NATO peacekeepers were on duty Wednesday in front of the town hall in northern Kosovo, where hundreds of Serb demonstrators gathered again after violent clashes that were widely condemned by Western powers. KFOR, a NATO-led multinational force in the former Belgrade area, after clashes in which 30 of their soldiers were injured.
Hundreds of demonstrators gathered again yesterday morning in front of the Zvikan municipality, in the immediate vicinity of which Kchetwehr forces deployed enhanced security forces.
According to an AFP correspondent, Kfour forces have stepped up security around City Hall, installing barbed wire and a metal barrier.
The demonstrators, who have so far remained calm, also unfurled a huge Serbian flag over 200 meters long between the city center and the city hall perimeter. They also displayed Serbian flags on a metal fence erected by KFOR.
For several days the situation in the region was tense, crises succeeded each other for years.
Many members of the Serb majority in the four northern cities do not recognize Pristina’s authority and are loyal to Belgrade.
And the Serbs boycotted the April municipal elections in those regions in defiance of Pristina, resulting in Albanian mayors being elected with a turnout of less than 3.5%.
Their inauguration last week by the Kosovo government triggered a new crisis.
Three armored vehicles of the Kosovo Police Special Forces stood in front of the municipality, the presence of which still causes outrage among many Serbs.
The demonstrators demanded the departure of the Albanian mayors, who were considered “illegitimate”, as well as the departure of the Kosovo police. On Monday, 30 soldiers from Kafur were injured in clashes with Serb demonstrators, during which Molotov cocktails and stones were thrown.

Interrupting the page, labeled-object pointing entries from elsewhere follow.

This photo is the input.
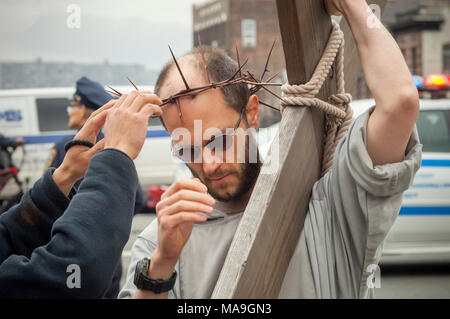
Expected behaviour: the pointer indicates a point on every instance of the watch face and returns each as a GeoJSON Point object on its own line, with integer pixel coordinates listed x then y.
{"type": "Point", "coordinates": [137, 274]}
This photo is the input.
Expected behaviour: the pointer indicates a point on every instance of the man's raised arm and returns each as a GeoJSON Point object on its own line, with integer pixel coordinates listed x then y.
{"type": "Point", "coordinates": [389, 80]}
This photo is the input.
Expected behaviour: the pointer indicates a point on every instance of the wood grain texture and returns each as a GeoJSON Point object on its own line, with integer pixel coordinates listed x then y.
{"type": "Point", "coordinates": [269, 230]}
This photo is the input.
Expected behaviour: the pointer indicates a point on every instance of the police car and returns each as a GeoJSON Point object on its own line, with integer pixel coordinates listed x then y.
{"type": "Point", "coordinates": [423, 225]}
{"type": "Point", "coordinates": [40, 117]}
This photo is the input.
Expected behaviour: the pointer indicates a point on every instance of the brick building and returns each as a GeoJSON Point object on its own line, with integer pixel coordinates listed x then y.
{"type": "Point", "coordinates": [251, 26]}
{"type": "Point", "coordinates": [422, 31]}
{"type": "Point", "coordinates": [420, 27]}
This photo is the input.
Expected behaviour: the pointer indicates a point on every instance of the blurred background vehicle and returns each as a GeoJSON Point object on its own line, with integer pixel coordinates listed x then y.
{"type": "Point", "coordinates": [40, 116]}
{"type": "Point", "coordinates": [9, 175]}
{"type": "Point", "coordinates": [423, 225]}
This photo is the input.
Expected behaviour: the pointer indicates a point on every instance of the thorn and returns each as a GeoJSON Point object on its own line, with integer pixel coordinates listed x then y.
{"type": "Point", "coordinates": [267, 61]}
{"type": "Point", "coordinates": [203, 59]}
{"type": "Point", "coordinates": [111, 92]}
{"type": "Point", "coordinates": [179, 111]}
{"type": "Point", "coordinates": [266, 89]}
{"type": "Point", "coordinates": [117, 92]}
{"type": "Point", "coordinates": [132, 83]}
{"type": "Point", "coordinates": [238, 71]}
{"type": "Point", "coordinates": [239, 62]}
{"type": "Point", "coordinates": [179, 70]}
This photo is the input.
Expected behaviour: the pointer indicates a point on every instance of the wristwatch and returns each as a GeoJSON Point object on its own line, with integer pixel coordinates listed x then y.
{"type": "Point", "coordinates": [143, 282]}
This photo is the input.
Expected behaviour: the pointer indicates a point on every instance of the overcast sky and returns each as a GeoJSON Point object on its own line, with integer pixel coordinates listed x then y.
{"type": "Point", "coordinates": [132, 31]}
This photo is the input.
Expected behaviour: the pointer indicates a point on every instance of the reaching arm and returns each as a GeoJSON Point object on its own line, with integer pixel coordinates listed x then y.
{"type": "Point", "coordinates": [389, 80]}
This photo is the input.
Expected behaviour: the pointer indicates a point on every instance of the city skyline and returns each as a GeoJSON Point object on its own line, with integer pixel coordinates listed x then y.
{"type": "Point", "coordinates": [132, 32]}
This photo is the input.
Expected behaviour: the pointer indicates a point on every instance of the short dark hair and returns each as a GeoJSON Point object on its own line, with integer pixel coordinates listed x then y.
{"type": "Point", "coordinates": [221, 67]}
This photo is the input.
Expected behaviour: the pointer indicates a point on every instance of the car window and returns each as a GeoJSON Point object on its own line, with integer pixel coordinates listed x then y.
{"type": "Point", "coordinates": [433, 131]}
{"type": "Point", "coordinates": [52, 114]}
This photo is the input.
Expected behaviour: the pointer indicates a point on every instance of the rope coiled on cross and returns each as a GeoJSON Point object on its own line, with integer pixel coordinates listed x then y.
{"type": "Point", "coordinates": [339, 114]}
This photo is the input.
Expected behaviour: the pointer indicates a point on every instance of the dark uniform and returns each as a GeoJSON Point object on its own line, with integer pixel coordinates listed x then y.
{"type": "Point", "coordinates": [93, 96]}
{"type": "Point", "coordinates": [43, 235]}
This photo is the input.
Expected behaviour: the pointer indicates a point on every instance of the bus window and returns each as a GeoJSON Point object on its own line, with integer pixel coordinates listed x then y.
{"type": "Point", "coordinates": [155, 121]}
{"type": "Point", "coordinates": [433, 131]}
{"type": "Point", "coordinates": [52, 114]}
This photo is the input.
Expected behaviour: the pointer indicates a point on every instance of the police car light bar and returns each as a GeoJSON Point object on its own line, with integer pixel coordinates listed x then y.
{"type": "Point", "coordinates": [435, 82]}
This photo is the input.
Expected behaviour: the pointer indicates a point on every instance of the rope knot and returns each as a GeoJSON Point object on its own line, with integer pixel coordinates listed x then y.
{"type": "Point", "coordinates": [337, 110]}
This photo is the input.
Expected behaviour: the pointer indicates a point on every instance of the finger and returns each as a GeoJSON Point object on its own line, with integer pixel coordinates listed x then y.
{"type": "Point", "coordinates": [188, 195]}
{"type": "Point", "coordinates": [186, 206]}
{"type": "Point", "coordinates": [129, 100]}
{"type": "Point", "coordinates": [143, 99]}
{"type": "Point", "coordinates": [93, 126]}
{"type": "Point", "coordinates": [184, 184]}
{"type": "Point", "coordinates": [184, 217]}
{"type": "Point", "coordinates": [97, 147]}
{"type": "Point", "coordinates": [106, 106]}
{"type": "Point", "coordinates": [121, 100]}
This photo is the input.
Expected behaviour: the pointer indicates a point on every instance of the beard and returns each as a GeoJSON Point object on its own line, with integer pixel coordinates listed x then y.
{"type": "Point", "coordinates": [247, 174]}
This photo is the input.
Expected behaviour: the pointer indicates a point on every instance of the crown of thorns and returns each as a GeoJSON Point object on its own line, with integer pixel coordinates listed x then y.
{"type": "Point", "coordinates": [239, 77]}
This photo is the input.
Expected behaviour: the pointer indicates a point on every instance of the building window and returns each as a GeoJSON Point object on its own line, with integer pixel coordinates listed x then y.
{"type": "Point", "coordinates": [52, 114]}
{"type": "Point", "coordinates": [446, 58]}
{"type": "Point", "coordinates": [249, 34]}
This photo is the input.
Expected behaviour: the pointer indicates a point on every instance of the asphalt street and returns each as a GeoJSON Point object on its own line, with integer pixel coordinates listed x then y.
{"type": "Point", "coordinates": [411, 277]}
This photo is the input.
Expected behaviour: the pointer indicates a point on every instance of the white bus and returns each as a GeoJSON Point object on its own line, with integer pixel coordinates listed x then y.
{"type": "Point", "coordinates": [40, 117]}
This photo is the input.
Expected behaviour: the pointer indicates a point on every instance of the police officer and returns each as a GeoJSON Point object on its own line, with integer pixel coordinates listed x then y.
{"type": "Point", "coordinates": [59, 242]}
{"type": "Point", "coordinates": [88, 97]}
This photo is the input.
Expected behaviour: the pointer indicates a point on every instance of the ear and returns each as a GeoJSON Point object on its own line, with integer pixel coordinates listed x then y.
{"type": "Point", "coordinates": [252, 111]}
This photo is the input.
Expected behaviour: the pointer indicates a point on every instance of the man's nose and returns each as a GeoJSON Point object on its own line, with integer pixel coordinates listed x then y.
{"type": "Point", "coordinates": [210, 162]}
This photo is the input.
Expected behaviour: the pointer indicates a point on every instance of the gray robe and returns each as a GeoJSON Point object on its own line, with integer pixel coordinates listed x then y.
{"type": "Point", "coordinates": [350, 213]}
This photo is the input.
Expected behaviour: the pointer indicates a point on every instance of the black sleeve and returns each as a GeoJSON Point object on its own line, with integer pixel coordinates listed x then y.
{"type": "Point", "coordinates": [90, 235]}
{"type": "Point", "coordinates": [27, 225]}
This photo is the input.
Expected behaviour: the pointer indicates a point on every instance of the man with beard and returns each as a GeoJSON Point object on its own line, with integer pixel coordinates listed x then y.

NATO Secretary General Jens Stoltenberg denounced the “unacceptable” attacks on Tuesday in Oslo and announced the dispatch of reinforcements accordingly.

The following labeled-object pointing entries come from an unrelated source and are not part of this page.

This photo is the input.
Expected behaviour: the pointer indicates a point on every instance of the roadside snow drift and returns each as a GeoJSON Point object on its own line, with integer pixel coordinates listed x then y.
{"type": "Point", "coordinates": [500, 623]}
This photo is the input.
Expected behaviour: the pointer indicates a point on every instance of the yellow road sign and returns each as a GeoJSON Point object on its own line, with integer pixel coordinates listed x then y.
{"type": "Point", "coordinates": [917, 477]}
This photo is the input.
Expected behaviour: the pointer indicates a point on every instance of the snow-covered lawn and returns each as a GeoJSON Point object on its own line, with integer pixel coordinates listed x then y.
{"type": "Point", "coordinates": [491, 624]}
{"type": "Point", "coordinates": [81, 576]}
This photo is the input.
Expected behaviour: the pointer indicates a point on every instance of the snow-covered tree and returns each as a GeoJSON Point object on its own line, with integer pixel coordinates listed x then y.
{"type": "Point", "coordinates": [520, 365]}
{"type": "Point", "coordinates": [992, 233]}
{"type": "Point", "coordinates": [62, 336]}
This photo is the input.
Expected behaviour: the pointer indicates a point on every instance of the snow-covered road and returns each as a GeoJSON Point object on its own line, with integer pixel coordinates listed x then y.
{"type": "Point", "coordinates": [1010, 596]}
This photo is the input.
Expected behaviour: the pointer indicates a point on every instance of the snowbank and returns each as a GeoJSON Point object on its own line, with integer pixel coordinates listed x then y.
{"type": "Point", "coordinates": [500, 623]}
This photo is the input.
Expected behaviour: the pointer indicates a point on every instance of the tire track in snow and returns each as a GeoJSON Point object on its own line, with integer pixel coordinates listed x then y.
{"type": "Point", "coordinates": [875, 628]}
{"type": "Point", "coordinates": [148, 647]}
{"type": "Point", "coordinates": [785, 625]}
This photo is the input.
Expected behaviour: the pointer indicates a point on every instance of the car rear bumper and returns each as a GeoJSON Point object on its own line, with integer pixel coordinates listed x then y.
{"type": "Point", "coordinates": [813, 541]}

“We have decided to deploy an additional 700 troops from the Operational Reserve to the Western Balkans and put another battalion of the Reserve Forces on high alert,” he said.

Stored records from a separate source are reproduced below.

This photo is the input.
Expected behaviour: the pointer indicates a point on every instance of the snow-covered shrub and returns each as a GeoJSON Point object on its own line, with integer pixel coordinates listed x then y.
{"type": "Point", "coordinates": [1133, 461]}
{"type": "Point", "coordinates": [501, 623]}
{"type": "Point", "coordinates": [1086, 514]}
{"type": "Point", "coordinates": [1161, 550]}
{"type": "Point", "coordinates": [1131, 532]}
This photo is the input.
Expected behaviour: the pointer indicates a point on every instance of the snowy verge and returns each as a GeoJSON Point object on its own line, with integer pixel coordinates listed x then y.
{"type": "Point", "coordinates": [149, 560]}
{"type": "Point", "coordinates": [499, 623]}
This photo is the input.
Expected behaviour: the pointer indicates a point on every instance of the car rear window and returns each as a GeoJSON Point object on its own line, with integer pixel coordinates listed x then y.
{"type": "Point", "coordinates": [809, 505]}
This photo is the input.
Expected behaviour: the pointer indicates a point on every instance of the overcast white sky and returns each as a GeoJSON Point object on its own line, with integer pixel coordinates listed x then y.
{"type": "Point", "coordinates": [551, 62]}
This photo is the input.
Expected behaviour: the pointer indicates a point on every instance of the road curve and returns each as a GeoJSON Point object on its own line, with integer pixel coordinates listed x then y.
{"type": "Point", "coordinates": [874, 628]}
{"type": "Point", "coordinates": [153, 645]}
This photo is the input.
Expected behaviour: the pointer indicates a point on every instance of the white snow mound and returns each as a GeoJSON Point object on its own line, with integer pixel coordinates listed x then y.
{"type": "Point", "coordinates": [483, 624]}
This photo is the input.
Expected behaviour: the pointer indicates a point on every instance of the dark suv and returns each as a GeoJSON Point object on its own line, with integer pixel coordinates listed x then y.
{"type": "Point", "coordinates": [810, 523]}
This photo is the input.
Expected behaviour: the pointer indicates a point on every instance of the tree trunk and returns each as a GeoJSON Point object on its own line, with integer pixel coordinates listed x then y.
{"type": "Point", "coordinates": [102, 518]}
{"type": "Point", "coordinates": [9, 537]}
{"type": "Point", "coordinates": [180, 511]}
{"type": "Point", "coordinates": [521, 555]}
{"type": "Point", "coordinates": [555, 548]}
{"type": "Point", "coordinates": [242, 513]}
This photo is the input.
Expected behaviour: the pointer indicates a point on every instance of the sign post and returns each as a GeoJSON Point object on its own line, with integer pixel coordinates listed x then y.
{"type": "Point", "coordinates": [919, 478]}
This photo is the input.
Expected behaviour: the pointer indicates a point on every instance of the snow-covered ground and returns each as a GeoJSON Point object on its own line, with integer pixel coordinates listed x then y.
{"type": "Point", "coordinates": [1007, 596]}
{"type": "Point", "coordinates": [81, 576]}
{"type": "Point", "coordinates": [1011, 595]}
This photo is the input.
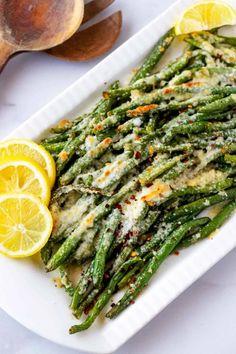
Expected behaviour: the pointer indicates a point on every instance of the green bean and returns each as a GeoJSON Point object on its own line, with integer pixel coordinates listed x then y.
{"type": "Point", "coordinates": [156, 170]}
{"type": "Point", "coordinates": [230, 159]}
{"type": "Point", "coordinates": [85, 161]}
{"type": "Point", "coordinates": [150, 269]}
{"type": "Point", "coordinates": [104, 297]}
{"type": "Point", "coordinates": [54, 147]}
{"type": "Point", "coordinates": [105, 240]}
{"type": "Point", "coordinates": [154, 56]}
{"type": "Point", "coordinates": [103, 209]}
{"type": "Point", "coordinates": [201, 204]}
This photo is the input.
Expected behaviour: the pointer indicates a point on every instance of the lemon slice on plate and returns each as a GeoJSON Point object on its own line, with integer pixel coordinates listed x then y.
{"type": "Point", "coordinates": [27, 148]}
{"type": "Point", "coordinates": [205, 16]}
{"type": "Point", "coordinates": [25, 225]}
{"type": "Point", "coordinates": [23, 175]}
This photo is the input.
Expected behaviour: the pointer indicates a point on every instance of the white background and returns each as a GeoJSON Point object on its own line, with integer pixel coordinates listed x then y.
{"type": "Point", "coordinates": [203, 319]}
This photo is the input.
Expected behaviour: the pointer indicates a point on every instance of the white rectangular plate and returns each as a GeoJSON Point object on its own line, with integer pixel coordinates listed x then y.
{"type": "Point", "coordinates": [28, 294]}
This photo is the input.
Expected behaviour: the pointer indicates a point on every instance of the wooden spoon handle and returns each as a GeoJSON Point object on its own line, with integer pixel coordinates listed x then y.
{"type": "Point", "coordinates": [6, 50]}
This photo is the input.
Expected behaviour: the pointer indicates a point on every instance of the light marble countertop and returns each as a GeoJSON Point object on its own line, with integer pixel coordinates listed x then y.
{"type": "Point", "coordinates": [202, 319]}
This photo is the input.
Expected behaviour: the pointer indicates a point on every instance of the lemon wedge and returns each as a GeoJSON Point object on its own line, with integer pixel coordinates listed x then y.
{"type": "Point", "coordinates": [27, 148]}
{"type": "Point", "coordinates": [25, 225]}
{"type": "Point", "coordinates": [23, 175]}
{"type": "Point", "coordinates": [205, 16]}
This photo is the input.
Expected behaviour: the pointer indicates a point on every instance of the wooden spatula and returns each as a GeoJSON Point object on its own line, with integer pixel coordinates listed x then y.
{"type": "Point", "coordinates": [93, 41]}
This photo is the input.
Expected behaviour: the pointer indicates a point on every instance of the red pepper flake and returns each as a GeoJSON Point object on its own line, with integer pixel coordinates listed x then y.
{"type": "Point", "coordinates": [129, 234]}
{"type": "Point", "coordinates": [193, 84]}
{"type": "Point", "coordinates": [137, 155]}
{"type": "Point", "coordinates": [99, 127]}
{"type": "Point", "coordinates": [107, 173]}
{"type": "Point", "coordinates": [167, 91]}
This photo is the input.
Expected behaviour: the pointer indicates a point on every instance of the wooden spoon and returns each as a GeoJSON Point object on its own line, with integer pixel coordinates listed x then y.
{"type": "Point", "coordinates": [91, 42]}
{"type": "Point", "coordinates": [31, 25]}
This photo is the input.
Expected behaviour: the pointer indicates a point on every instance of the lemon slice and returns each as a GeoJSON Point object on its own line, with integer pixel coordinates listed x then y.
{"type": "Point", "coordinates": [25, 225]}
{"type": "Point", "coordinates": [205, 16]}
{"type": "Point", "coordinates": [23, 175]}
{"type": "Point", "coordinates": [27, 148]}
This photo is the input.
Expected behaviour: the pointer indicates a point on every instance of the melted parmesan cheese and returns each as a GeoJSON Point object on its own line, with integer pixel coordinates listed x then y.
{"type": "Point", "coordinates": [156, 193]}
{"type": "Point", "coordinates": [90, 142]}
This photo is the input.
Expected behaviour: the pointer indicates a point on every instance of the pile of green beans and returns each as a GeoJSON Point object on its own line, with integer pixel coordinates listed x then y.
{"type": "Point", "coordinates": [135, 174]}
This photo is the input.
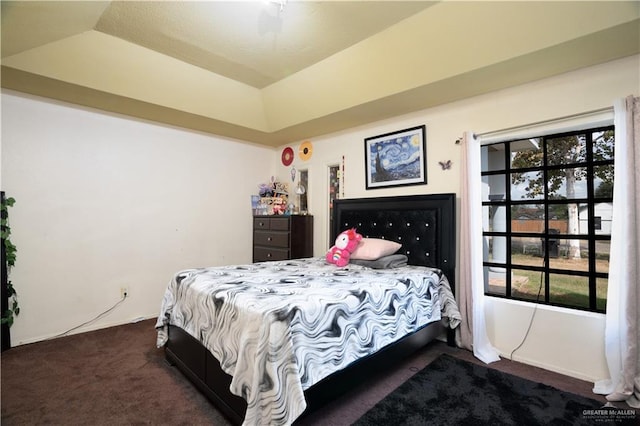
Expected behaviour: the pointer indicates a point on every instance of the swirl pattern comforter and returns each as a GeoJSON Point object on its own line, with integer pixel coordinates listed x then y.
{"type": "Point", "coordinates": [279, 327]}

“The violence is setting Kosovo and the entire region back and threatening Euro-Atlantic aspirations,” he said at a press conference.
Serbia, backed by its Russian and Chinese allies, has never recognized the independence declared by its former province in 2008 after a decade of bloody war between Serbian forces and separatist Albanian rebels.
The European Union, which has been mediating between the two former adversaries for a decade, called on both sides to “defuse tensions immediately and unconditionally.”
The United States blamed the crisis on Kosovo’s historic ally and defender of its independence, Kosovar Prime Minister Albin Kurti.
US Secretary of State Anthony Blinken said his decision to appoint mayors “led to a significant and unnecessary increase in tensions.”
Washington also removed Kosovo from the multinational military training program as a first punishment for Pristina.
The war ended in Kosovo, home to 1.8 million people, the vast majority of whom are Albanians, in 1999 with US-led NATO bombing.
The number of representatives of the Serbian minority is 120 thousand people, a third of them in northern Kosovo.
Belgrade is demanding the implementation of the 2013 agreement providing for a federation of ten Serb-majority municipalities.
But many Kosovar Albanians fear the formation of a Serbian-controlled parallel government.